On several occasions, he says, his father was taken for procedures intended for other patients. What's more, the hospital's investment in information technology was less than what he's seen at his own dry cleaner: "And this is an industry where information literally is a life-and-death matter," Goldhill says.
Goldhill says the problem is that health care costs are hidden from us. He says that over the course of your lifetime, you and your employer spend $1.7 million on your family's health care.
"Let's take all the money we're spending on insurance, give it to the patients and have the patients spend much of it directly," he says. "Let's have catastrophic insurance for the worst cases — the truly rare, major, unpredictable events. And the rest, let's rely on the consumer. The key is that the patient is actually getting the bill."
Goldhill's proposal is what many economists call a consumer-driven model. Individuals would be required to buy some sort of catastrophic plan. Only expenses over, say, $50,000 would be covered. That's a high deductible, but you would have $1.7 million over your lifetime that you currently do not see. That amount would be built up slowly in what is often called a health savings account.
The Unique Nature of Health Care
Richard Kirsch of Health Care for America Now, an advocacy group pushing for affordable health care, hates the idea of a consumer-driven health care system. He says you can't compare health care to a typical business. It is different from shopping around for a car or a pair of shoes.
Kirsch offers this example: You look down at your arm and see a growth there. You're likely worried that the growth might be cancer, but you're also scared.
"If now you have to go into a bank account or have financial barriers to getting that care, you may not go to the doctor and see if that growth is a problem or not," he says. If you go to the doctor and find out that it's not a problem, then that's good news. But, he adds, what if you didn't go and it turned out to be a serious melanoma that caused a lot more expense and became a serious health risk later on in life?
"We don't want health care consumers making decisions based on finances," Kirsch says. He also makes an economic argument. Markets, he says, need good information to work. And the patient — the consumer — doesn't have enough information.
Goldhill agrees that patients do not have the information they need to make the right choices now. He argues, though, that if we controlled more of the money, businesses would pop up to help us choose doctors and hospitals. That is how most consumer economies work, he says. We all benefit from Walmart's low prices, even if we don't shop there.
"You're not going to shop for health care if you're hit by a bus," Goldhill says. "That's not the point. The point is, you're served in a health care system that has been tightened up, both from cost and quality point of view, because some consumers for many procedures are shopping around."

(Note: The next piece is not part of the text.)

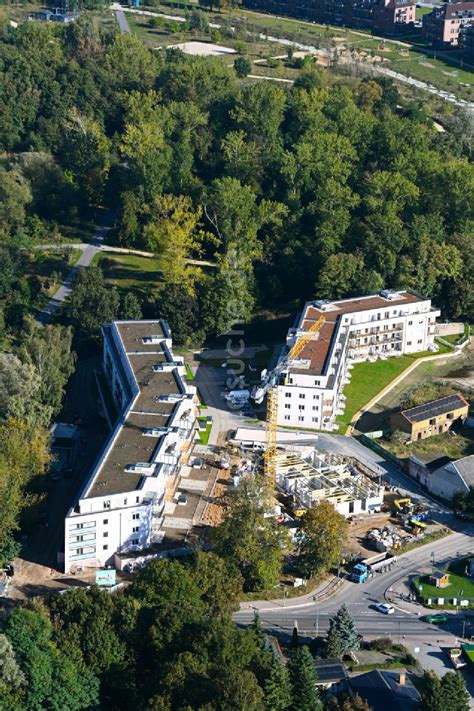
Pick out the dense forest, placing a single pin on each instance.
(331, 188)
(253, 198)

Kirsch sees that as a lot to ask of patients. He points to places like the Mayo Clinic that provide good care at a low cost as an example of how the system can work well without saddling patients with hard financial decisions.
There are some data from the nonprofit Rand Corp. on this question that Kirsch and Goldhill are debating.
One answer is that they are both right: If you make patients more like customers — force them to chip in more with co-pays for drugs, doctor visits and procedures — that does seem to eliminate waste. On the other hand, it also means some people won't go to the doctor when they need to.